March proved that 2006 just keeps getter better for corporate and finance lawyers. Consolidating on the solid performance of the M&A market in the first two months of the year, 294 deals worth $54.25bn (£30.97bn) involving any UK element were announced during March, according to Thomson Financial. This accounted for almost half of the value of all announced deals in the first quarter – 897 deals worth $109.2bn (£62.35bn).
This is good news for Linklaters, which suffered yet more drama last month over its role advising DP World on its £3.3bn acquisition of P&O. Despite the Court of Appeal approving the takeover on 6 March, DP World was still forced to succumb to political pressure in the US. On 15 March, the Dubai-based company, advised by Linklaters partner Jeremy Parr, announced its intention to sell P&O’s US port operations. DP World has drafted in New York heavyweight Sullivan & Cromwell to assist with the sale.
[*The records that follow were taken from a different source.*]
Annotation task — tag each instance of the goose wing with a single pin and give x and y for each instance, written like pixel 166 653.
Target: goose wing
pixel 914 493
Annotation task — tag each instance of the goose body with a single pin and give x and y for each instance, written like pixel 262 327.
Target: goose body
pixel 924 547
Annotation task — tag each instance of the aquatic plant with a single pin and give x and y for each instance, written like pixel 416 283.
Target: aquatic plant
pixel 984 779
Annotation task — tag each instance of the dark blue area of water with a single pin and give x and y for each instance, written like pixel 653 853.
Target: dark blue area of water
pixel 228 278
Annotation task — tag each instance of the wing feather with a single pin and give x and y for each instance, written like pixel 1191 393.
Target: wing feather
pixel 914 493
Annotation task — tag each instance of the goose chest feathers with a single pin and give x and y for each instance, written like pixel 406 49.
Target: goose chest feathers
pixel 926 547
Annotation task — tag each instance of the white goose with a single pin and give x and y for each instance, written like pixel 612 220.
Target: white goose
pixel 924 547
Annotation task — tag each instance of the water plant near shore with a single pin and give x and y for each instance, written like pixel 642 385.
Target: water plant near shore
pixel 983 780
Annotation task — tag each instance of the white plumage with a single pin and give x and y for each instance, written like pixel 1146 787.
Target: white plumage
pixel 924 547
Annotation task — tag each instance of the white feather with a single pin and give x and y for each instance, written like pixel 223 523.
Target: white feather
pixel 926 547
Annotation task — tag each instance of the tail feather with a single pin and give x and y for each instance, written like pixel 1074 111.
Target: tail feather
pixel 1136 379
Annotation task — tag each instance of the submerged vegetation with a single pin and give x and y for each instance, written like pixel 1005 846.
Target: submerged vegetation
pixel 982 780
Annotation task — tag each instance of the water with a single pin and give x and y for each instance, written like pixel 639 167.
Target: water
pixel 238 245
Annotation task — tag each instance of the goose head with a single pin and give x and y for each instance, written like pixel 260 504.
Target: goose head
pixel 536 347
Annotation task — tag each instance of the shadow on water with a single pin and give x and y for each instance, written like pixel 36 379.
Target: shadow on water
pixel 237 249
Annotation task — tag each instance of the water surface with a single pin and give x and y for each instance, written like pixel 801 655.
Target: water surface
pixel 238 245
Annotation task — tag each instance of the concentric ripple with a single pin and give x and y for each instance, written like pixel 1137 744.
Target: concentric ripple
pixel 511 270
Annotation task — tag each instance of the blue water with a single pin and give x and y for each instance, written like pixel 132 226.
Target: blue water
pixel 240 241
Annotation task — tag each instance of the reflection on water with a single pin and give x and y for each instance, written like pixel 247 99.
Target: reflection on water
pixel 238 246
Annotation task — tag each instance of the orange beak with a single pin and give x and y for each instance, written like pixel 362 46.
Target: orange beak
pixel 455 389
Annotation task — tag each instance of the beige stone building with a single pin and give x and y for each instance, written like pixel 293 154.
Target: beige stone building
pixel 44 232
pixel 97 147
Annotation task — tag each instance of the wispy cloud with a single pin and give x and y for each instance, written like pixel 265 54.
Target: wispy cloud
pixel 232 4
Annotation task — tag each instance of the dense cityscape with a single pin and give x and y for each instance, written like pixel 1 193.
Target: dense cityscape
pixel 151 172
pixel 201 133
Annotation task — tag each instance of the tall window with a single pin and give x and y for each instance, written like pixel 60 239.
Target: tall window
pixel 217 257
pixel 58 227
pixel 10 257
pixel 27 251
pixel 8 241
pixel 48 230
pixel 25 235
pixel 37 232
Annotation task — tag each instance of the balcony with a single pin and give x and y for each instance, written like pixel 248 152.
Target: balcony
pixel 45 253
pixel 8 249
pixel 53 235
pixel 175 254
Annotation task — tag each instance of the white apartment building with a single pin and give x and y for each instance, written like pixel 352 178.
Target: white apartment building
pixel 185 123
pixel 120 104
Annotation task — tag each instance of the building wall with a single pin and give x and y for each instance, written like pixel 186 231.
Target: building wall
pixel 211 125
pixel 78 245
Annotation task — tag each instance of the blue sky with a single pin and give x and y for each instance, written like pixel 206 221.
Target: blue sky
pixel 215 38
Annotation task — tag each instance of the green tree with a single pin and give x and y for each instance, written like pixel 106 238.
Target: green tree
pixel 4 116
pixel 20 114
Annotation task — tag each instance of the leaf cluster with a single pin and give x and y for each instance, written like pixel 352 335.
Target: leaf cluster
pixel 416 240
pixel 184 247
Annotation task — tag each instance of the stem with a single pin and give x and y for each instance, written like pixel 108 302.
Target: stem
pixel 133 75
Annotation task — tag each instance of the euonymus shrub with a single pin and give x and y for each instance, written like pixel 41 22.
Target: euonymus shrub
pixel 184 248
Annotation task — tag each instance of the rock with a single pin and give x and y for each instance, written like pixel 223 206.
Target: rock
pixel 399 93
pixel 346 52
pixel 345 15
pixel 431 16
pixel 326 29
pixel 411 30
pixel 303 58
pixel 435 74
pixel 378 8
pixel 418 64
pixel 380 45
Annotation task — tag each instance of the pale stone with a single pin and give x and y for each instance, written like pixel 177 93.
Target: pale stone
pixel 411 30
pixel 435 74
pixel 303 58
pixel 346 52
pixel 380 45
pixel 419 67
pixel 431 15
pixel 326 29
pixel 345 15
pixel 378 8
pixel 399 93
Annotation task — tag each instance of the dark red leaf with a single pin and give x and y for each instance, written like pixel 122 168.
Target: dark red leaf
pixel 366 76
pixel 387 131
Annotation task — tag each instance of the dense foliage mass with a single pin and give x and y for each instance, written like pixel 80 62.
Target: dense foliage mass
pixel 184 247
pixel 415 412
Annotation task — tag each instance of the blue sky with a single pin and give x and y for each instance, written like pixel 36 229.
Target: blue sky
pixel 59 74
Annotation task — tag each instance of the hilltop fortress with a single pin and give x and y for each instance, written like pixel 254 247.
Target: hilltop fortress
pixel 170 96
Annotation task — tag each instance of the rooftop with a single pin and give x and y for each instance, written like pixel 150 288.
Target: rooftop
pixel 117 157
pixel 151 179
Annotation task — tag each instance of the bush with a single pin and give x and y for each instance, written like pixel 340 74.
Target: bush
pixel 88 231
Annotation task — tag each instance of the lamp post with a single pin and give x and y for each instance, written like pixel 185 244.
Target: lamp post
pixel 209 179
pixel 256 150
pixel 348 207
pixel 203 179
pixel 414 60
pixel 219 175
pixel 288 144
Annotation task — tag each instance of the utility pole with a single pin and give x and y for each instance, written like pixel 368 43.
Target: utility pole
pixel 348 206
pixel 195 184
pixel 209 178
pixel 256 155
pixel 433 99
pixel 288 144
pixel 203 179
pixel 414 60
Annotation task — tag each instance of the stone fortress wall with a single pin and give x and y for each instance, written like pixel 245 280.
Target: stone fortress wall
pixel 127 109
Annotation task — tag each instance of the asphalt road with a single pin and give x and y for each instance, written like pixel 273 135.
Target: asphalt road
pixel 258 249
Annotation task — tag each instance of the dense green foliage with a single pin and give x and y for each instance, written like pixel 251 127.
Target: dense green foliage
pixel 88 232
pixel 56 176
The focus has now moved to the latest in the series of takeovers of UK port companies – a possible £2.3bn takeover bid by a Goldman Sachs-led consortium for Associated British Ports (ABP). Slaughter and May has strengthened its corporate ties with ABP by lining itself up for the bid, which it was looking exceedingly likely to win as The Lawyer went to press. Freshfields, led by partners Edward Braham and David Higgins, is advising the consortium. O’Melveny & Myers’ London arm has also snared a role on the transaction, with corporate partner Chris Ashworth advising consortium member GIC Special Investments.
Meanwhile, US-based Lucent Technologies and French-based Alcatel appear to have learnt from DP World’s problems, and are taking increased steps to head off a similar political backlash against their $13.4bn (£7.65bn) proposed merger. Given the heightened scrutiny of foreign investment in the US, the telecoms groups have been quick to announce plans to create a separate US-based subsidiary to run sensitive government contracts, which include work for the US Defence Department. Wachtell Lipton Rosen & Katz partner David Katz is advising Lucent, while Skadden Arps Slate Meagher & Flom partners Roger Aaron, Stephen Arcano and Ann Beth Stebbins are heading the team for Alcatel.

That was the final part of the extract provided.